What sounds like the usual hokey drive-in fare of bygone days crosses the line into exploitation territory in a couple of ways. There’s a racy stripper-fight (brought on by the doctor’s devious flirting) and a surprising amount of blood for the time (the movie was finished in 1959 but not released until 1962). All very funny, of course, but there’s nothing boring about a talking severed head and a mutant giant who looks like a melted Zippy the Pinhead.

 

6. Ms. 45 aka Angel of Vengeance

Ms. 45

A fresh and stylish take on the rape/revenge genre that draws its inspiration from Death Wish, Ms. 45 is the story of a mute seamstress (Zoe Tamerlis) in Manhattan’s garment district who is raped twice in the same day by completely separate attackers.

She bludgeons the second assailant to death with an iron, dismembering the body and surreptitiously tossing the parts in the trash.

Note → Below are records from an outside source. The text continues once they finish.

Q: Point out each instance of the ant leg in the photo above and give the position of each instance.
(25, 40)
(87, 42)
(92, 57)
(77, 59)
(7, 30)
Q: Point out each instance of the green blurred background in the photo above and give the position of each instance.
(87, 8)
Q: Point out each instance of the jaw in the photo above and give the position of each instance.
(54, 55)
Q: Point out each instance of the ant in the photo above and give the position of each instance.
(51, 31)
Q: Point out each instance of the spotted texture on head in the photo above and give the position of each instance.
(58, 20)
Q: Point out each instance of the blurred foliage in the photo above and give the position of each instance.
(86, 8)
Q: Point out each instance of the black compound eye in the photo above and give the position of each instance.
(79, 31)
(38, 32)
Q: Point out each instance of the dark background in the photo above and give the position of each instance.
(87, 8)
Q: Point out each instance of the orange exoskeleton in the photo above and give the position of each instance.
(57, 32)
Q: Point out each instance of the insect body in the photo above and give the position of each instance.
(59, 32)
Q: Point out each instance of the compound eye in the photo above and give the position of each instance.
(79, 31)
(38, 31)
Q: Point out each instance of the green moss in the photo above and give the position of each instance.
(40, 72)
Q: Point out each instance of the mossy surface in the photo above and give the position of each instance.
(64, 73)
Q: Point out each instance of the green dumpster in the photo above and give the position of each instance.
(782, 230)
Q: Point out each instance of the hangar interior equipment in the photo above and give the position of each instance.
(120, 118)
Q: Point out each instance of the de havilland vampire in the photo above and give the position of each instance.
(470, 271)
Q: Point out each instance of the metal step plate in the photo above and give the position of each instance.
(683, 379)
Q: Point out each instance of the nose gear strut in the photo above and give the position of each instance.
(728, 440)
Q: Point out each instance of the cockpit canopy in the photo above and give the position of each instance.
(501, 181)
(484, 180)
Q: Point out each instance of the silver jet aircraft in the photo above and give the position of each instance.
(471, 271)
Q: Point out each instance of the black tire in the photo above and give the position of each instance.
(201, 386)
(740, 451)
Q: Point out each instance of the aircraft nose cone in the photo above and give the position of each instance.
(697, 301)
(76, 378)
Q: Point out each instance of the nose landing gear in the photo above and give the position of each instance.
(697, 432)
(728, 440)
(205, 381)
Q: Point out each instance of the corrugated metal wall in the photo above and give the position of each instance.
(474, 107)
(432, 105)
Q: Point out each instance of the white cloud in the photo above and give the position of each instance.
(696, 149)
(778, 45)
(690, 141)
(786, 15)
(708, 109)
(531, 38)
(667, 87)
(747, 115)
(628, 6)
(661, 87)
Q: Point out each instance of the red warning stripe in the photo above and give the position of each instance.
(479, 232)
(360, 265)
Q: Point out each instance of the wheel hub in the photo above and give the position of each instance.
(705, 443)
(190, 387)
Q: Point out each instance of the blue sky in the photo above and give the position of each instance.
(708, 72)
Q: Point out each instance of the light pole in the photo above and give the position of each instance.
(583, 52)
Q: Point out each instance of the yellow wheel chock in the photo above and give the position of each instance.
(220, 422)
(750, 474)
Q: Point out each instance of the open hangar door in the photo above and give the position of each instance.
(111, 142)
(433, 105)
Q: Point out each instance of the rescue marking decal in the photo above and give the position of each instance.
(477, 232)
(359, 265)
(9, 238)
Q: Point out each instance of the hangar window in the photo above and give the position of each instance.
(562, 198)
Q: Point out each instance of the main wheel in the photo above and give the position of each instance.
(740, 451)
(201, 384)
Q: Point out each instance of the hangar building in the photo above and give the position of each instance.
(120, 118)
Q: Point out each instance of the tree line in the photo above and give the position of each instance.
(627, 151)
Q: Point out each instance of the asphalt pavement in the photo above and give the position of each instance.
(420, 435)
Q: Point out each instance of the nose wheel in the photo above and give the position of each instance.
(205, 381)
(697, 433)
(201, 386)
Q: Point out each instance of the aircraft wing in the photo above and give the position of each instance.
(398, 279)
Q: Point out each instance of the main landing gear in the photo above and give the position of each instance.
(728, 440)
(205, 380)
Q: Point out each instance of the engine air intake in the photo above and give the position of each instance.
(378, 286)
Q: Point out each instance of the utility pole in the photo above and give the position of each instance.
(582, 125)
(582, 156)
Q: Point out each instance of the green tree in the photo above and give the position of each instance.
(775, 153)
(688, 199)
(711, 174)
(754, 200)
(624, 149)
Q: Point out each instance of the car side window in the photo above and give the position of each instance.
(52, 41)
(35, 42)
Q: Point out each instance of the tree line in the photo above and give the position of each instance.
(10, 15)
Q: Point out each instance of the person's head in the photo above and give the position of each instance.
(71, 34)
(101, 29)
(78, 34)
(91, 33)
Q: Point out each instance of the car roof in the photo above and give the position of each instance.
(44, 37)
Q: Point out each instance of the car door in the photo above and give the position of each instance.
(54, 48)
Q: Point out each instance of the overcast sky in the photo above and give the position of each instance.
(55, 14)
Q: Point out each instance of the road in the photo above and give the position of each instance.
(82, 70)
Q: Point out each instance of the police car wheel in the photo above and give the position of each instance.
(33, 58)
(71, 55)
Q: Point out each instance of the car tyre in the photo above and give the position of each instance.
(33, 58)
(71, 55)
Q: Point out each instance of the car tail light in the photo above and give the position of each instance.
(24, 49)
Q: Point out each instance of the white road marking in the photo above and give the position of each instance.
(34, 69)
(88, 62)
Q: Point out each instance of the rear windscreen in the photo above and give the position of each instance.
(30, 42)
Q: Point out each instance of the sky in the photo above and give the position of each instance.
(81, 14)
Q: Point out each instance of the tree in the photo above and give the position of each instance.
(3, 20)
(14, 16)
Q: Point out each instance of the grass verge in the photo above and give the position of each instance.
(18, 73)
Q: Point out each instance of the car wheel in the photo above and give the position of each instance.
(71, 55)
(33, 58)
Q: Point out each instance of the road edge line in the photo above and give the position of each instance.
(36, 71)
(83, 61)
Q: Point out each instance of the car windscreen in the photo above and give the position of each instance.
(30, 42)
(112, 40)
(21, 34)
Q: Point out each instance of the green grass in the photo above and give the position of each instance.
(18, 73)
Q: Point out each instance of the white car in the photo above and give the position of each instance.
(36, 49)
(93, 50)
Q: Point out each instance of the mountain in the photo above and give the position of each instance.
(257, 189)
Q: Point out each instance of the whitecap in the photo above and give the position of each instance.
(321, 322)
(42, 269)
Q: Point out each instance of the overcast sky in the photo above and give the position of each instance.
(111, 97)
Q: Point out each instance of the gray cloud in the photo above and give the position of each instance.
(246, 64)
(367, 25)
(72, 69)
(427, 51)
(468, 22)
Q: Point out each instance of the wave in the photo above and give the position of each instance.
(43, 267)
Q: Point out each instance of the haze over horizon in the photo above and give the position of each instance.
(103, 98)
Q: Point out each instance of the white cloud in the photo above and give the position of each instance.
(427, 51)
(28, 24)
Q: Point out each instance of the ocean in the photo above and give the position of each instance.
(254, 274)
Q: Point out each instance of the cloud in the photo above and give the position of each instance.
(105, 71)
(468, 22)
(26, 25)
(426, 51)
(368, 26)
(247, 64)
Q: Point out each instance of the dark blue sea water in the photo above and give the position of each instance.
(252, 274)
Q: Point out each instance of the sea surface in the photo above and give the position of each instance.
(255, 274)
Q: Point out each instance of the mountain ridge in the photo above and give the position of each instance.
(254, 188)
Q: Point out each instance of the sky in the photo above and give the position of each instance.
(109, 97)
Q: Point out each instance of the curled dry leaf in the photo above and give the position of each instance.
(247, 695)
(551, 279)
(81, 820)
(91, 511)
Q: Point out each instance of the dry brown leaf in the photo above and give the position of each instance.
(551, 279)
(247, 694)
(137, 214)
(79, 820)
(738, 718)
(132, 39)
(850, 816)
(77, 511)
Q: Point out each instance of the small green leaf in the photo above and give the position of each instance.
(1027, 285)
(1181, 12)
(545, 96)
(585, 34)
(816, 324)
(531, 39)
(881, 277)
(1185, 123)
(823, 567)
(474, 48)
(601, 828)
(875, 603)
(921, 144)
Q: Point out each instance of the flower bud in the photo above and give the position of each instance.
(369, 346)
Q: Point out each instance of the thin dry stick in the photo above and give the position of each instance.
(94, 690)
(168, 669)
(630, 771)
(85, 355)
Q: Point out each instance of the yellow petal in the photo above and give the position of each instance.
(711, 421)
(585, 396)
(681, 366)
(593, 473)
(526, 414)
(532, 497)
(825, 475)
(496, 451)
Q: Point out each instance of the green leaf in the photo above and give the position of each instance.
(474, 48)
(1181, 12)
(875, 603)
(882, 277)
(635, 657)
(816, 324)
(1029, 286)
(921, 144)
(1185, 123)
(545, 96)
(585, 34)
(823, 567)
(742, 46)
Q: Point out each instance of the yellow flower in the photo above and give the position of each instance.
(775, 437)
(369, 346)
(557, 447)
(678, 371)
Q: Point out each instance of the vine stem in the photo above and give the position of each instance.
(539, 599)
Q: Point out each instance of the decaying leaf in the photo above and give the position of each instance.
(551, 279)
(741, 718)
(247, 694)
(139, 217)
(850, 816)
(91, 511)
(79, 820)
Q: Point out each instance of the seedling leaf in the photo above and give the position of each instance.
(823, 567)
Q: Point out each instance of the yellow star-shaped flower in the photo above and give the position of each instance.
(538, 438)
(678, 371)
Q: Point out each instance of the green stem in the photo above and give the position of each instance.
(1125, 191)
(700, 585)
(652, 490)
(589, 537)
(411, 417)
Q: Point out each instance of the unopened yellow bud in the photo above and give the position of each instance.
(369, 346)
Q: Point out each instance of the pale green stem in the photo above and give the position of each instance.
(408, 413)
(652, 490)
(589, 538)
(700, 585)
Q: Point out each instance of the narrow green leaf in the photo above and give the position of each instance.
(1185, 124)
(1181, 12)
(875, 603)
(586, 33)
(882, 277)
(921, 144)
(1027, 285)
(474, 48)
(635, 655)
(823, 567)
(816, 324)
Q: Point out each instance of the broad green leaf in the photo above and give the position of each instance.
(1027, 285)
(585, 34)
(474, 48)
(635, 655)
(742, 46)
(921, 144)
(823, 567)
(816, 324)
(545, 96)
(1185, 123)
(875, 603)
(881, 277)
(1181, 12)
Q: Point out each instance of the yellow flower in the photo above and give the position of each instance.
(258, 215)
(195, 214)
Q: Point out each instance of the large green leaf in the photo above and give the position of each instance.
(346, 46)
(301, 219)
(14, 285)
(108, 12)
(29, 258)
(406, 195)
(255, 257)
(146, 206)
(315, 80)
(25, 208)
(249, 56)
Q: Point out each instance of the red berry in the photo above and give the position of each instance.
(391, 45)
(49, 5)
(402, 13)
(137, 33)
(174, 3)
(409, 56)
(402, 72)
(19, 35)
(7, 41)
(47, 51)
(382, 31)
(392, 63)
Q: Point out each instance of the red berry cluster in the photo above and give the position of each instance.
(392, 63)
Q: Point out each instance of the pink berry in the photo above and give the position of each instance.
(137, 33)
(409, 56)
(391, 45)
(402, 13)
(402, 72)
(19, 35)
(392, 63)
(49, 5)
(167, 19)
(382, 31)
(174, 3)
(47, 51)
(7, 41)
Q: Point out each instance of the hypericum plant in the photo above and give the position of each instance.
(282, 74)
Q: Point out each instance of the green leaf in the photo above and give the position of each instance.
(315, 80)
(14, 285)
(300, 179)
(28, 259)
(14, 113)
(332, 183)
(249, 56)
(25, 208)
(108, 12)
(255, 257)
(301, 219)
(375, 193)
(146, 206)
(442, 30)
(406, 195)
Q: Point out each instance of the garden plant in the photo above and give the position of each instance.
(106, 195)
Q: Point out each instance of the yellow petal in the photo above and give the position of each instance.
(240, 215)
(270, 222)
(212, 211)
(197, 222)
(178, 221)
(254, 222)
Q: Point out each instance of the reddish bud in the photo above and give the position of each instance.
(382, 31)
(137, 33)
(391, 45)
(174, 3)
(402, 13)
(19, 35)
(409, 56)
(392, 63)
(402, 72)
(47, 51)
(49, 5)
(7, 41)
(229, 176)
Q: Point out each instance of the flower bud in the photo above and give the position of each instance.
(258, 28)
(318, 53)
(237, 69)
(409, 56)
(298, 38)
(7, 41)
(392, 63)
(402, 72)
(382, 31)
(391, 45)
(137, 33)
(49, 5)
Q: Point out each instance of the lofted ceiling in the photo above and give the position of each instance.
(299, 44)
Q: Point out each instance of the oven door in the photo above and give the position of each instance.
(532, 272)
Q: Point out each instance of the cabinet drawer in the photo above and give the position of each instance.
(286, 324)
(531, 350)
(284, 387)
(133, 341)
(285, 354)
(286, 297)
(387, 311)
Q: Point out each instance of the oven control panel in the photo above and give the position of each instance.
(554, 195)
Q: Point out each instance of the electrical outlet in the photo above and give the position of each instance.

She later stalks the city with his .45 pistol, blowing away offensive jerks and any man who so much as looks at her the wrong way.

Lurid subject matter aside, the film is well-made and pretty tastefully done, with decent performances and a memorable ending at a Halloween party. Woven through the narrative are thoughtful commentaries on the challenges faced by women living in a culture where sexual harassment and male insensitivity are taken as givens, as they certainly were in early ’80’s America. Directed by Abel Ferarra, who directed Bad Lieutenant with Harvey Keitel a decade later.

 

7. Hanzo the Razor: Sword of Justice

Hanzo the Razor Sword of Justice

Some people insist that Japanese culture is nuts, and would probably hold up a film such as this as Exhibit A. The Razor is a badass samurai cop who fights corruption while inflicting masochistic tortures on himself and occasionally interrogating female suspects with his famously huge penis, which he trains by screwing bags of rice and hitting it with a stick.

Very politically incorrect, this film might be considered offensive if it weren’t impossible to take seriously (the jazzy, orchestral cop-movie score is a brilliant touch).

Hanzo is played by Shintaro Katsu, best known as the star of the long-running Zatoichi series of films, and was made by his company Katsu Productions, which also produced the somewhat similar Lone Wolf and Cub series, starring his older brother Tomisaburo Wakayama. Sword of Justice is the first of a trilogy that includes The Snare and Who’s Got the Gold.

 

8. Alien Contamination

Alien Contamination

Yet another example of the shameless ripoff genre of exploitation, this Italian Alien imitation takes a central image from Ridley Scott’s film and runs with it. It’s as if the producers said, “You know that movie that made a ton of money, the one with the big worm exploding out of a guy’s chest?

Let’s make a movie that has a hundred times that, plus coffee.” Eggs from Mars arrive in New York on a ship loaded with Columbian coffee beans, and when they spray goop on people, their torsos explode in a bloody blast of guts.

This ridiculous concept serves as nothing more than an excuse for gratuitious, cheap-looking gore, and as such, it works very well. One of the best shots shows a lab rat exploding in slow-motion in a cage. Great nonsense ideal for fans of good-bad cinema.